Konrad Körner (JU-Bezirksvorsitznender), Joachim Herrmann und Marlene Mortler (v. l) bei der Tagung des CSU-Bezirksvorstandes in Heilsbronn. © Peter Müller


"Auch wenn es manches zu verbessern gilt, sollten wir nicht in eine weit verbreitete Stimmungsmache gegen die Europäische Union einstimmen, sondern vielmehr das große Ganze im Blick haben, nämlich unsere Freiheit in Frieden".

"Wir wollen ein Europa der Bürger", so der Bayerische Staatsminister des Innern und für Integration, "welches sich um die wesentlichen gemeinsamen Herausforderungen annimmt und regionale Spielräume lässt". Gleichzeitig dürfe es aber keinen Platz für nationale Egoismen geben, wenn es um die Sicherheit der Bürger und die illegale Migration gehe. "Und Europa muss sich angesichts weltweiter Wanderungsbewegungen auch seiner globalen Verantwortung bewusst sein".

Kritik an Freien Wählern im Bezirkstag

CSU-Bezirksräte kritisierten, dass es ein Bündnis aus FW, Franken, Grünen, SPD und Linkspartei fertiggebracht habe, die CSU von Führungsfunktionen vollständig auszuschließen, obwohl die CSU wieder die stärkste Kraft im Bezirkstag sei. Es sei schon erstaunlich, dass der oft als "besonnener Kommunalpolitiker" bezeichnete Landrat Armin Kroder "mit der Linkspartei gemeinsame Sache macht, um Bezirkstagspräsident zu werden". Für Bezirksvorsitzenden Joachim Herrmann "ein erstaunlicher Vorgang angesichts der Tatsache, dass die Freien Wähler wenige Tage zuvor in großem Einvernehmen im Bayerischen Landtag eine Koalition mit der CSU eingingen".

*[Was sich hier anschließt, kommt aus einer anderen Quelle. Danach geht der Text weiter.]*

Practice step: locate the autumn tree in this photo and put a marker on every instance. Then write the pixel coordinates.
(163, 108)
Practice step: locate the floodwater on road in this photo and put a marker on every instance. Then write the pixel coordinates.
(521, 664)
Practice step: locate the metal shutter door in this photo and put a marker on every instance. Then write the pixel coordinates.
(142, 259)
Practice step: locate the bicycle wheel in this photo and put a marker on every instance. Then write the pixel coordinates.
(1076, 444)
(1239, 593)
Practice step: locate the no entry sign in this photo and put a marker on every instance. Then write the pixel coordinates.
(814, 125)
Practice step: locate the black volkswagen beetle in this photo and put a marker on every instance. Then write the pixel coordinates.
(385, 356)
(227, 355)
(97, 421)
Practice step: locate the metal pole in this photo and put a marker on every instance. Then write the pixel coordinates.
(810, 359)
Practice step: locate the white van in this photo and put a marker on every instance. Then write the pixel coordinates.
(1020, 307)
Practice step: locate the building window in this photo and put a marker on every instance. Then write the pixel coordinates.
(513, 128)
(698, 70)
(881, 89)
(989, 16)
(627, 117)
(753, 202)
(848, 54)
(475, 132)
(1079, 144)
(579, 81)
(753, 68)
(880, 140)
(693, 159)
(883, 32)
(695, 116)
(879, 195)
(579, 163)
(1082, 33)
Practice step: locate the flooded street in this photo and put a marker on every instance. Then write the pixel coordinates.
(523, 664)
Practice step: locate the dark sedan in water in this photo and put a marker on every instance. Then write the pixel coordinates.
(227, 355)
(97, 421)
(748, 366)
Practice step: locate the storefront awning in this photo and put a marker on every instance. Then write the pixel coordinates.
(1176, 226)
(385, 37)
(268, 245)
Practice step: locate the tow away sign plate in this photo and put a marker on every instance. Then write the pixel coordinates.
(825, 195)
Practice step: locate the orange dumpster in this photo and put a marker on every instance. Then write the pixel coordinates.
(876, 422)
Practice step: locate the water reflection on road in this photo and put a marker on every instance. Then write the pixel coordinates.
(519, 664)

Man dürfe gespannt sein, wie ein Teil der Freien Wähler sich die Zusammenarbeit künftig vorstelle, "in München hü und in der Region hott? Oder geht es dabei nur um Posten?", so Sitzungsteilnehmer. Dass sich die neue Führungsriege gleichzeitig aus der Verantwortung für die Bezirkskliniken stehle, sei bezeichnend. Unabhängig davon dankte Joachim Herrmann dem bisherigem Bezirkstagspräsidenten Richard Bartsch für seine fünfzehnjährige Arbeit an der Spitze des Bezirks. „Du warst ein starker Bezirkstagspräsident".

Das Viele, was der Bezirk an Sozialem, Wirtschaftlichem und Kulturellem leiste, bewirke zumeist keine Schlagzeilen, sei aber großartig und für die Bürgerinnen und Bürger, die in Mittelfranken lebten, wichtig. Herrmann nannte beispielhaft auch den Einsatz von Richard Bartsch beim Aufbau der Arbeitsgemeinschaft Geriatrie in Bayern und seine Bemühungen um die deutsch-französische Freundschaft, wofür er in Frankreich mit dem nationalen Verdienstorden ausgezeichnet wurde.